How does all this matter to India? India’s concern for Russia is not based on nostalgia for the good old days, when Soviet submarines showed up in the Bay of Bengal had, in 1971, and forced the US Seventh Fleet to end its mission and go back. The US warships had been dispatched in support of Pakistan, as its armed forces systematically killed Bangla opponents of subservience to West Pakistan, and to foil India’s armed assistance to these freedom fighters.

Nor is India’s concern for Russia mainly motivated by considerations of arms purchases and cooperation in defence production, such as in the case of Brahmos missiles. India wants Russia to remain a salient global power to forestall the eventuality of coming fully under the American thumb.

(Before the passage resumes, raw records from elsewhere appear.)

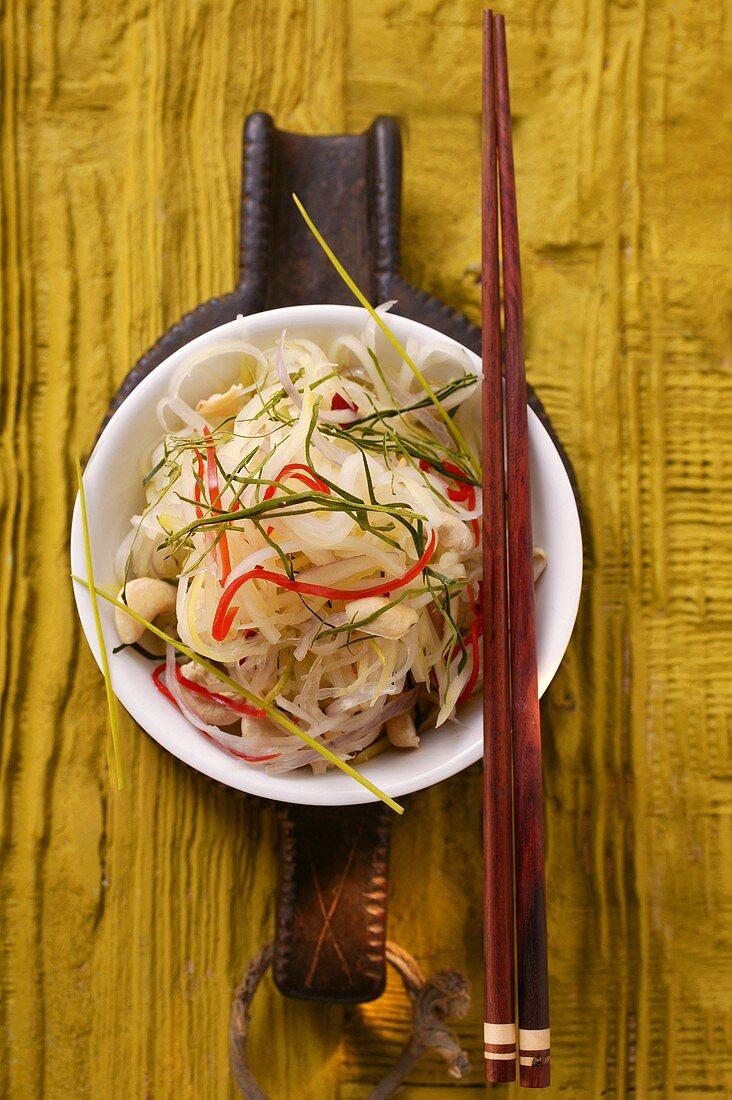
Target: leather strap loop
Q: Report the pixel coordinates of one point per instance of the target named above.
(443, 998)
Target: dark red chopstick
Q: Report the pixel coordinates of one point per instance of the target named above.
(500, 1014)
(528, 802)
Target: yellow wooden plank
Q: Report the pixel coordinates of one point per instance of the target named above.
(127, 920)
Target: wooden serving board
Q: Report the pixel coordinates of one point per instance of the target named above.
(331, 909)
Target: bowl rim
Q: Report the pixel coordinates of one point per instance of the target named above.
(229, 771)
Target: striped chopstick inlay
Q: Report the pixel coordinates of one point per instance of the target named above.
(500, 1042)
(534, 1046)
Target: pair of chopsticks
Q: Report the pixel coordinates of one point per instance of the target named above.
(512, 739)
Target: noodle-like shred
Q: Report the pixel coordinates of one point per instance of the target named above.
(336, 474)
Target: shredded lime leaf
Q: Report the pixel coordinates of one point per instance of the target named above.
(111, 699)
(249, 696)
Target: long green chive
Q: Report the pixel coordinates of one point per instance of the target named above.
(249, 696)
(452, 428)
(111, 699)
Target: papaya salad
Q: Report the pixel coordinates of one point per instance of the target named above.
(314, 530)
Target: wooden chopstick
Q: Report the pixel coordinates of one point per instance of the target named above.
(528, 803)
(500, 1014)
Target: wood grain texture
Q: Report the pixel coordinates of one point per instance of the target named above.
(127, 920)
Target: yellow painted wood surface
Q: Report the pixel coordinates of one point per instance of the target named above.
(126, 920)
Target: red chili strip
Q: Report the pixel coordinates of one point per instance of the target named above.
(304, 587)
(214, 696)
(162, 686)
(459, 493)
(215, 496)
(338, 403)
(199, 477)
(298, 472)
(163, 689)
(474, 633)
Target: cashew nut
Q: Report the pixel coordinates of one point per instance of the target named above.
(393, 624)
(539, 562)
(148, 597)
(452, 534)
(402, 732)
(222, 406)
(215, 714)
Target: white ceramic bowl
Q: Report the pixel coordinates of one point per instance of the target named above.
(112, 482)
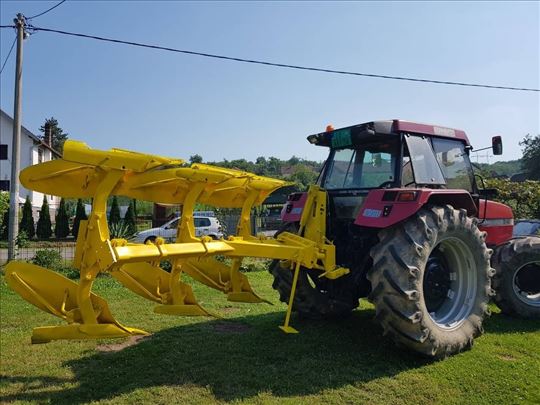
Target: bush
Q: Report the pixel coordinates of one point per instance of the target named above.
(61, 226)
(120, 230)
(27, 220)
(22, 240)
(80, 214)
(523, 198)
(114, 215)
(5, 225)
(49, 258)
(44, 228)
(52, 259)
(129, 218)
(4, 206)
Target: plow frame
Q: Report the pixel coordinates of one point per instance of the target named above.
(84, 172)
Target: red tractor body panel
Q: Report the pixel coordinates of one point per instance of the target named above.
(386, 207)
(292, 210)
(497, 220)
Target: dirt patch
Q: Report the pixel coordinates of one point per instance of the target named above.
(116, 347)
(230, 327)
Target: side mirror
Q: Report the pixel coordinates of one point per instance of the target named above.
(488, 193)
(496, 145)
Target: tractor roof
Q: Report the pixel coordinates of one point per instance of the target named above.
(391, 127)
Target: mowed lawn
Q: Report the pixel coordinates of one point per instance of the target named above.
(245, 358)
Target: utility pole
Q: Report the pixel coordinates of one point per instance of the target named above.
(13, 230)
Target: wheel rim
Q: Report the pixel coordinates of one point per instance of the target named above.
(450, 283)
(526, 286)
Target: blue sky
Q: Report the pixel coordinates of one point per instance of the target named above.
(118, 96)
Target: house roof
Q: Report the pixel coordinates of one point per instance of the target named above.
(34, 138)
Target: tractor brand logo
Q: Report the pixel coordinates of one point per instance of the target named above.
(444, 131)
(341, 138)
(372, 213)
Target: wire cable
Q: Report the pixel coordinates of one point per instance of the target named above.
(281, 65)
(9, 54)
(46, 11)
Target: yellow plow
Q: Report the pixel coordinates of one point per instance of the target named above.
(89, 173)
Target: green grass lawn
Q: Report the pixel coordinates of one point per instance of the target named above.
(245, 358)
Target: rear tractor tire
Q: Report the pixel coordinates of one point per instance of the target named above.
(314, 298)
(431, 281)
(517, 277)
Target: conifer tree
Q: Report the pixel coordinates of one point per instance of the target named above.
(44, 226)
(129, 219)
(80, 214)
(5, 225)
(61, 226)
(27, 220)
(114, 215)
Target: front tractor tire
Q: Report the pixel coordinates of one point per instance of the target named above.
(431, 281)
(517, 278)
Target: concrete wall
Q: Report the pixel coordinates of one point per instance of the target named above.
(30, 152)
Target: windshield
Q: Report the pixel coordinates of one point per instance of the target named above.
(454, 162)
(425, 168)
(367, 165)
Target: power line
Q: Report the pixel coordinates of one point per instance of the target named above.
(46, 11)
(281, 65)
(9, 54)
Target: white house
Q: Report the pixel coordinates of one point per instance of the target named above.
(33, 151)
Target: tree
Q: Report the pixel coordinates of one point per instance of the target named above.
(5, 225)
(44, 226)
(114, 214)
(57, 134)
(27, 220)
(61, 226)
(129, 219)
(531, 156)
(80, 215)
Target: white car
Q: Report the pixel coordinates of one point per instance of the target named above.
(204, 226)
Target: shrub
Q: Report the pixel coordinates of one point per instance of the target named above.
(22, 240)
(120, 230)
(523, 198)
(114, 215)
(129, 219)
(80, 214)
(27, 220)
(49, 258)
(44, 227)
(61, 226)
(52, 260)
(5, 225)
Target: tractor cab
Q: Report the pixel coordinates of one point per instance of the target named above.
(379, 173)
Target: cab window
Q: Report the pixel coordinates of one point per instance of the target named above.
(454, 163)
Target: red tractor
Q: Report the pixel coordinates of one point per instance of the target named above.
(409, 220)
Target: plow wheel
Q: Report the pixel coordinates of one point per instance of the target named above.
(431, 281)
(315, 298)
(517, 278)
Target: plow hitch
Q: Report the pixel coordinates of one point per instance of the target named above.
(89, 173)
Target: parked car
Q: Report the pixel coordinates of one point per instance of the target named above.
(526, 227)
(204, 226)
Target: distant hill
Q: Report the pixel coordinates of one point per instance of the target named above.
(501, 168)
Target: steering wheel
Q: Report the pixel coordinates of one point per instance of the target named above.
(386, 183)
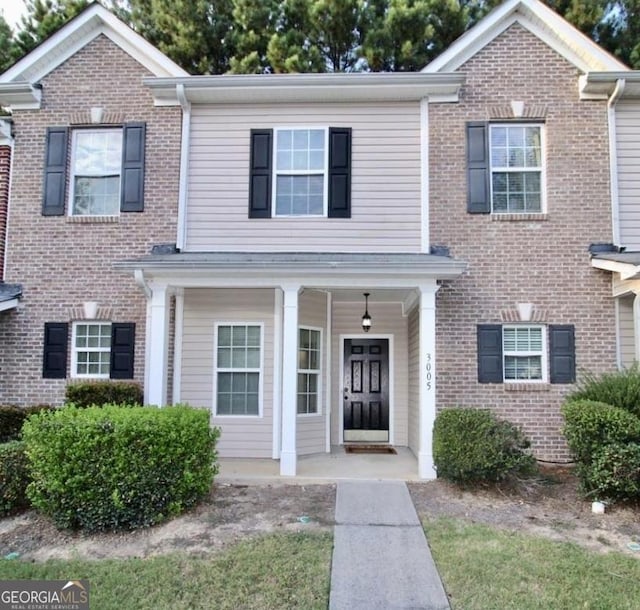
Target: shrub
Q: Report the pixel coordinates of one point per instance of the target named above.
(89, 393)
(114, 467)
(614, 472)
(619, 388)
(591, 425)
(473, 445)
(14, 478)
(12, 418)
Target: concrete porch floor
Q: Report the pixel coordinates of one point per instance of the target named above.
(325, 467)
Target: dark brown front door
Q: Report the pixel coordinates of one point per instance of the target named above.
(366, 390)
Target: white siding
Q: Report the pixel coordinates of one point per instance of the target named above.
(628, 151)
(414, 384)
(385, 179)
(240, 437)
(387, 320)
(626, 330)
(311, 429)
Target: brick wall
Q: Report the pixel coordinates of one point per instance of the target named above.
(60, 263)
(543, 262)
(5, 167)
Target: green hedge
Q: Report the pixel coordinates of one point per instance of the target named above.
(14, 478)
(473, 445)
(114, 467)
(12, 418)
(89, 393)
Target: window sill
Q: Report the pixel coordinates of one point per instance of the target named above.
(518, 217)
(93, 219)
(527, 387)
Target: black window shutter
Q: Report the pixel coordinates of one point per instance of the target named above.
(562, 353)
(132, 189)
(122, 350)
(54, 360)
(260, 173)
(478, 169)
(339, 172)
(490, 353)
(55, 171)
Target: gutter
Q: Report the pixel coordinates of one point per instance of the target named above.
(613, 159)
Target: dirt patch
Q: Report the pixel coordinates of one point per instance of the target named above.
(549, 507)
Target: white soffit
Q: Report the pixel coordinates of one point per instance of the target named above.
(541, 21)
(76, 34)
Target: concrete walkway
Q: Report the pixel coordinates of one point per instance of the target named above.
(381, 560)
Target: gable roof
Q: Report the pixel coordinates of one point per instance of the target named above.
(73, 36)
(541, 21)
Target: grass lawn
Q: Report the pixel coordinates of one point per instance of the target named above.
(489, 569)
(276, 571)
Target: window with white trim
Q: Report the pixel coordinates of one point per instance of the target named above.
(238, 369)
(516, 169)
(300, 181)
(524, 353)
(309, 353)
(91, 354)
(96, 167)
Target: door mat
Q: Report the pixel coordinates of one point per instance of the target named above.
(369, 449)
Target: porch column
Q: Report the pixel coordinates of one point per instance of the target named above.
(289, 380)
(155, 390)
(427, 378)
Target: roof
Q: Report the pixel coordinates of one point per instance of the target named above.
(18, 85)
(9, 295)
(541, 21)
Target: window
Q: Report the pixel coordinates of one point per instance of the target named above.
(528, 353)
(523, 351)
(300, 172)
(516, 168)
(91, 353)
(238, 364)
(95, 172)
(309, 351)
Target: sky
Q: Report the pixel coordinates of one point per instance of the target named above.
(12, 10)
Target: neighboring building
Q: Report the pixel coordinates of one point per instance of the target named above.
(462, 200)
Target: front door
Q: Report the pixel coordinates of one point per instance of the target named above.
(366, 390)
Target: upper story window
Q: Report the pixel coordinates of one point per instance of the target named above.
(300, 172)
(516, 168)
(96, 167)
(97, 171)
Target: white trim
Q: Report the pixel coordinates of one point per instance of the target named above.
(328, 347)
(76, 34)
(319, 372)
(177, 345)
(100, 350)
(424, 176)
(390, 339)
(541, 21)
(183, 183)
(260, 370)
(307, 172)
(613, 159)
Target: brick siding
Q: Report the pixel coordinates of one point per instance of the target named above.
(61, 264)
(543, 260)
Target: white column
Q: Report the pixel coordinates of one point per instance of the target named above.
(157, 345)
(289, 380)
(427, 379)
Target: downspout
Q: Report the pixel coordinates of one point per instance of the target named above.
(184, 167)
(613, 159)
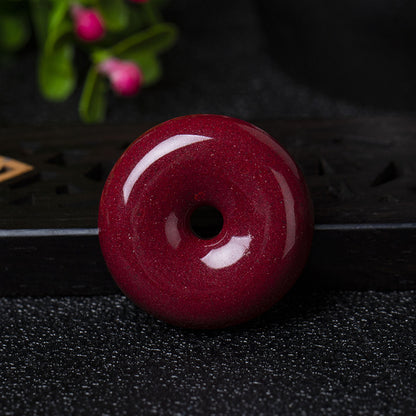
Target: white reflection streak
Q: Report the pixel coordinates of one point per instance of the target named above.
(289, 210)
(162, 149)
(228, 254)
(171, 230)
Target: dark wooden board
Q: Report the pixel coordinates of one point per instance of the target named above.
(361, 173)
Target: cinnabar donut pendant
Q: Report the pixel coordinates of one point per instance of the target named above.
(205, 221)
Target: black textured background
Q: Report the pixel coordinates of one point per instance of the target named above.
(323, 353)
(344, 353)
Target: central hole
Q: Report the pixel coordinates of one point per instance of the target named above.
(206, 222)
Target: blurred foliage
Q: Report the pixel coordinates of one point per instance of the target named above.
(133, 31)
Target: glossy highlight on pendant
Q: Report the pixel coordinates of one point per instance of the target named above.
(205, 221)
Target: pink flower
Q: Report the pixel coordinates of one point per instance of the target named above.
(88, 23)
(125, 76)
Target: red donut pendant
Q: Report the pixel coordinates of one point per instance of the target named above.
(205, 221)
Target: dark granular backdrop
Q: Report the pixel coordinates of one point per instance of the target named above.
(346, 353)
(332, 353)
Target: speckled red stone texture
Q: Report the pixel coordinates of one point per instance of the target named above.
(147, 240)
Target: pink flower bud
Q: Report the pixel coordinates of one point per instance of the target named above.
(88, 23)
(125, 76)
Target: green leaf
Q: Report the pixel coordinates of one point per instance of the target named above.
(40, 10)
(154, 40)
(58, 14)
(115, 14)
(149, 65)
(14, 32)
(93, 104)
(56, 73)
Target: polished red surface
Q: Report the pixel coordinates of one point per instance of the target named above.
(146, 236)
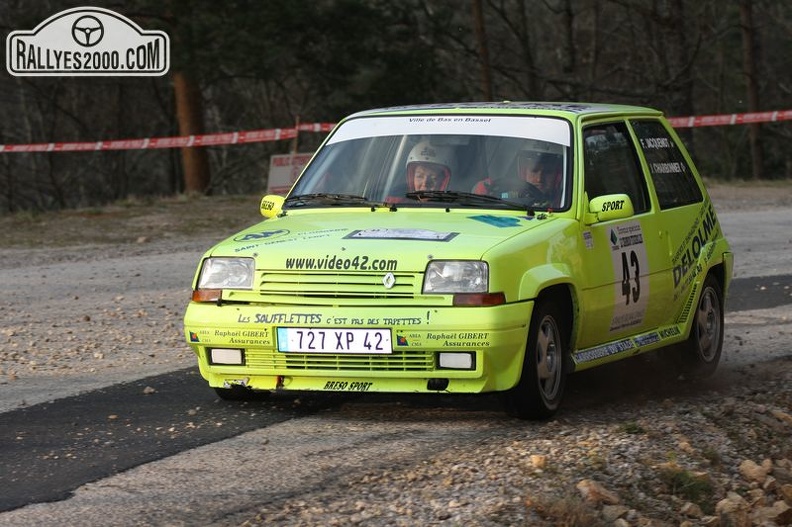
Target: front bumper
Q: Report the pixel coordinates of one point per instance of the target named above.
(495, 336)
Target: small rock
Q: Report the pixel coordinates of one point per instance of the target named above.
(691, 510)
(595, 493)
(754, 472)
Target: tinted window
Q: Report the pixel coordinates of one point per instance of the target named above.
(612, 164)
(672, 177)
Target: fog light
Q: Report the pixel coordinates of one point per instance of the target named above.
(226, 356)
(456, 361)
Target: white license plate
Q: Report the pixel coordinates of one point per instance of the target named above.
(311, 340)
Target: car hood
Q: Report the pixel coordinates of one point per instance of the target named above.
(409, 237)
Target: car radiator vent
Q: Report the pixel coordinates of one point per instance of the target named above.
(340, 285)
(401, 361)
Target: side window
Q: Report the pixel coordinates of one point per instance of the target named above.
(672, 177)
(612, 164)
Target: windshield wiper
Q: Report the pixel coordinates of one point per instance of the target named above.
(463, 198)
(334, 200)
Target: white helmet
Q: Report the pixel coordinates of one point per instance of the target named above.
(548, 155)
(439, 155)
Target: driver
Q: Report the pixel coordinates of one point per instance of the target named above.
(429, 167)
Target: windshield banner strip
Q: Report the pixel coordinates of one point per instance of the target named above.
(528, 127)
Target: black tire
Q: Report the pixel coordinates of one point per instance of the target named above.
(540, 389)
(699, 355)
(240, 393)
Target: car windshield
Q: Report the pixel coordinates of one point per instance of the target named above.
(465, 161)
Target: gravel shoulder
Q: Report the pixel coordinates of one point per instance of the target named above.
(87, 305)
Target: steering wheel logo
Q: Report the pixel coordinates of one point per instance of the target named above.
(87, 31)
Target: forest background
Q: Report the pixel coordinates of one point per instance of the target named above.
(248, 65)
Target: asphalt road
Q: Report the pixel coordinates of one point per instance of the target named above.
(51, 449)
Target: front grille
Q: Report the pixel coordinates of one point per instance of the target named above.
(338, 285)
(398, 361)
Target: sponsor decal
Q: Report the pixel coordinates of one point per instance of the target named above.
(402, 234)
(669, 332)
(347, 386)
(704, 229)
(645, 340)
(588, 239)
(605, 350)
(243, 337)
(497, 221)
(263, 235)
(87, 41)
(345, 263)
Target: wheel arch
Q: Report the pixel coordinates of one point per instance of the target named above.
(564, 296)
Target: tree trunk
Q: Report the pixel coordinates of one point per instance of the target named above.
(189, 114)
(751, 84)
(483, 49)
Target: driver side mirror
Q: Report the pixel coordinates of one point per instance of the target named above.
(609, 207)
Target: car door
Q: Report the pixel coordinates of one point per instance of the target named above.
(625, 258)
(688, 221)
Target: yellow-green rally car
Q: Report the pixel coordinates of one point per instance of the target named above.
(468, 248)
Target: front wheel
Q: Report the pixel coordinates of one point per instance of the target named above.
(699, 355)
(538, 393)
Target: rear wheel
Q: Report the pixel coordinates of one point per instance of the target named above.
(699, 355)
(538, 393)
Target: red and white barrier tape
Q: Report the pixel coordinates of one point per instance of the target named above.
(277, 134)
(730, 119)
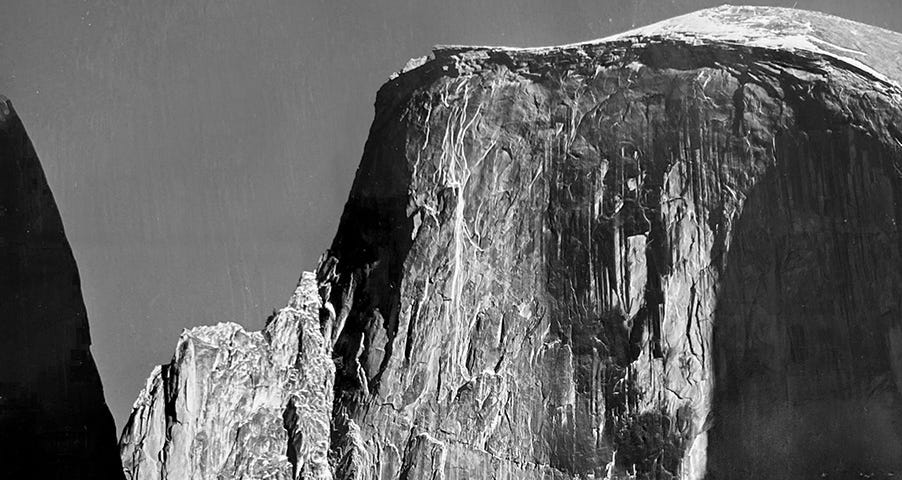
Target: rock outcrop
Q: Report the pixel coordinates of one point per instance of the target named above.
(54, 422)
(234, 404)
(672, 253)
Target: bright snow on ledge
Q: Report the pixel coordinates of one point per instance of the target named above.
(873, 49)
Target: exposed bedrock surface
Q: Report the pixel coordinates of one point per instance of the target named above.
(234, 404)
(672, 253)
(54, 422)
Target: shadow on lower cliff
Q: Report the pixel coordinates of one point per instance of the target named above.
(54, 422)
(810, 299)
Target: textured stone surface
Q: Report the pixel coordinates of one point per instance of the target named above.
(238, 405)
(54, 422)
(670, 253)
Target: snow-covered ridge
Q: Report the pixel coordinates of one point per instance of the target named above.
(773, 28)
(874, 50)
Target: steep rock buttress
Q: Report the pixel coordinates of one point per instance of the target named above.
(672, 253)
(234, 404)
(54, 422)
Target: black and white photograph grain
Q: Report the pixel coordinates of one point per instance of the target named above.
(450, 240)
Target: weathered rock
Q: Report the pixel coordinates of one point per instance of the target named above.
(54, 422)
(672, 253)
(234, 404)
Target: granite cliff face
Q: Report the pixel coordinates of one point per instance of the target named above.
(238, 405)
(54, 422)
(672, 253)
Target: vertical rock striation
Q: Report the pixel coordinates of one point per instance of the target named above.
(234, 404)
(668, 254)
(672, 253)
(54, 422)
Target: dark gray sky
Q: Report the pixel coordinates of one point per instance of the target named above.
(201, 151)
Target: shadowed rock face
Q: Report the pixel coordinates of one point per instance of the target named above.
(672, 253)
(234, 404)
(54, 422)
(669, 254)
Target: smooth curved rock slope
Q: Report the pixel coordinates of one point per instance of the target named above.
(672, 253)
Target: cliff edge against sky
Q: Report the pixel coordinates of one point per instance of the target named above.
(671, 253)
(54, 422)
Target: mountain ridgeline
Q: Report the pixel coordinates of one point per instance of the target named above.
(672, 253)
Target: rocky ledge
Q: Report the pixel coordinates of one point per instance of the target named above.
(672, 253)
(234, 404)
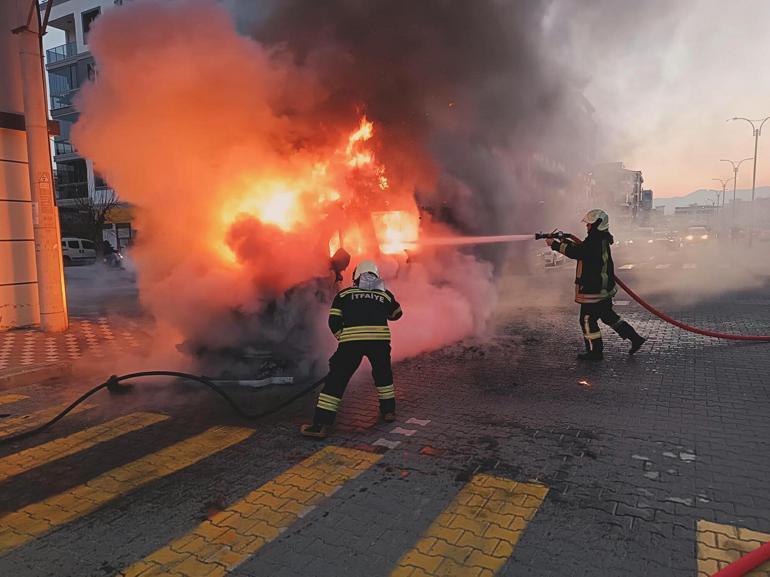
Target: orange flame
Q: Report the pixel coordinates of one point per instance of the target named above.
(396, 230)
(357, 157)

Unlike during the Cold War, when India adopted non-alignment as a policy to play the Soviet Union off against the US, and obtain concessions from both powers, a bipolar hegemony of the world by the US and China would hobble India’s choices. China refuses to settle the border with India, and maintains territorial claims against India. It props up Pakistan, to keep India occupied with maintaining its position in South Asia, and prevent India playing its natural role as an Indo-Pacific and emerging global power.

India needs US assistance, in the face of this Chinese pressure. The US assists India, because it wants to contain China. However, if India’s reliance on the US is total, Washington would be able to dictate India’s choices in different areas. It is in the interest of India’s strategic autonomy for the world to have multiple centres of power, starting with Russia retaining its salience as a major power.

The Russian economy might be second-rate, but its nuclear arsenal is not. In a few areas, it still remains a technological powerhouse.

Thanks to Trump, Europe has every incentive to emerge as a centre of strategic power. Trump is forcing Japan and South Korea to forge closer ties. India would be a decent addition to this eastern centre of power, along with Australia.

If one company gets to make windfall profits from India’s pursuit of strategic autonomy, India has the option of taxing those profits away as windfall profits.

In the absence of strategic autonomy, India would fare far worse than having to suffer temporary loss of export opportunities in the US in some sectors. Importing oil from Russia subserves India’s larger goal of strategic autonomy. Incidentally, by keeping Russian oil part of global supplies, India helps contain oil prices for the entire world, including for consumers in the US.